On Losing Grandma

Grandma is gone.  There are no words to express how I feel, but I can hold on to her by sharing some of her life here on my little blog.  Grandma was born in 1920 and from the first day of her life, she fought to be heard.  It was ironic that in the past few years, her hearing was failing.  We would laugh and say she didn't have to hear what we have to say anyway, it was always her way and that was it.  She would go against the norm in every way and spoke her mind, no matter what.  She beat uterine cancer and within this past month, she survived a fall and hip surgery.  She passed away and fought till the end, but this was a fight where God would win and we would have to let her go.
She was the last of her generation.  My mother's generation is now in charge of our family and my poor mom doesn't even know how to fill the void that is left by her mommy.  The truth behind why my grandma is no longer with us will eventually come out, so I ask for your continued prayers because we have a long road of fighting ahead of us.  It seems that grandma is still fighting through us and we will try to win this one for her.  Her death will not be in vain.

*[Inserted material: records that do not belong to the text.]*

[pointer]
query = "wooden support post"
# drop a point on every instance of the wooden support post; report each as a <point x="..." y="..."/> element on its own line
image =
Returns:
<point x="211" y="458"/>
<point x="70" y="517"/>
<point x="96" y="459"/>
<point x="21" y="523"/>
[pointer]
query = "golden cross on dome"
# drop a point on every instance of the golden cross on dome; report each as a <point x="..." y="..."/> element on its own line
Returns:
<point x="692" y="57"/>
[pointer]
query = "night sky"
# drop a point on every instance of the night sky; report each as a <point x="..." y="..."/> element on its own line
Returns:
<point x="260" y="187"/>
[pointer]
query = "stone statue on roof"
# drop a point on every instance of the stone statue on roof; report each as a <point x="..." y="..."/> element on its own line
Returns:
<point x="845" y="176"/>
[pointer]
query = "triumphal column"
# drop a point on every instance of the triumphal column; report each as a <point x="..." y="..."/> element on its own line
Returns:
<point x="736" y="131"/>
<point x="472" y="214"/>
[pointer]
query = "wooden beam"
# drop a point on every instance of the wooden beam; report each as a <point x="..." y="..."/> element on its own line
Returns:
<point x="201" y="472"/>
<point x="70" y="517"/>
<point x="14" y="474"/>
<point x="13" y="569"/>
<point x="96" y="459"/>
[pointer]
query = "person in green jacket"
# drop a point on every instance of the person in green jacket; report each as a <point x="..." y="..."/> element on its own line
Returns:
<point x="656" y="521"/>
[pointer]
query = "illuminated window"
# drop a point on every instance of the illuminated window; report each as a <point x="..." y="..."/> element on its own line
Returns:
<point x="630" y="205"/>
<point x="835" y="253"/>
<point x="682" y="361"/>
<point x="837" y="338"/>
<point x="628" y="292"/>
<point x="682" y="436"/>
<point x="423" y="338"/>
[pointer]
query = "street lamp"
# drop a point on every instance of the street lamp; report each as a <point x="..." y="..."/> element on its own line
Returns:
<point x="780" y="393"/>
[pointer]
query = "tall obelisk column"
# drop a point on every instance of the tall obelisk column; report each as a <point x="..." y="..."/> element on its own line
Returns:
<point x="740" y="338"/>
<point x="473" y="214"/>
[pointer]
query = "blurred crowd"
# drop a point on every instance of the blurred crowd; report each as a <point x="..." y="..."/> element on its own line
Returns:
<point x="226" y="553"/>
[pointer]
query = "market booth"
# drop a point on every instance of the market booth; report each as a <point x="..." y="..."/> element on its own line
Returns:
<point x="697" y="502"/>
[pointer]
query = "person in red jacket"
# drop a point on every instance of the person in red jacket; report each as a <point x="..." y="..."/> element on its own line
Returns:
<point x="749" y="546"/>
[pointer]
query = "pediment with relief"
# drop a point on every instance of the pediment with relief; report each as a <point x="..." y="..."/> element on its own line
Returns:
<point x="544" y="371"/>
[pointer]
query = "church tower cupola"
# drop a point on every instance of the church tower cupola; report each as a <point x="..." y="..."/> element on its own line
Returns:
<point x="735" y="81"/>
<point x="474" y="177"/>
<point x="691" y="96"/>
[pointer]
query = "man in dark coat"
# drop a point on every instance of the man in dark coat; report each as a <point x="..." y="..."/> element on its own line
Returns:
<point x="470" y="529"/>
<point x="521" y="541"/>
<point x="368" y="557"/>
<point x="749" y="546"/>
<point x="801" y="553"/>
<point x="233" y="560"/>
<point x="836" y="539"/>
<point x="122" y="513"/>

I said a few words at the cemetery, so I leave you with my thoughts.
My dear grandma,
I can't believe you are gone.
As much as I prepared for this day, 
I thought you would live forever.
You fought so hard for everything.
I wish you had won this last fight.
You were a woman before her time and your legacy
lives on through the grandchildren and
great grandchildren you have left behind.  We will
try to take over where you left off, but nobody 
will ever fill your determined shoes.
I love you today, tomorrow, and always.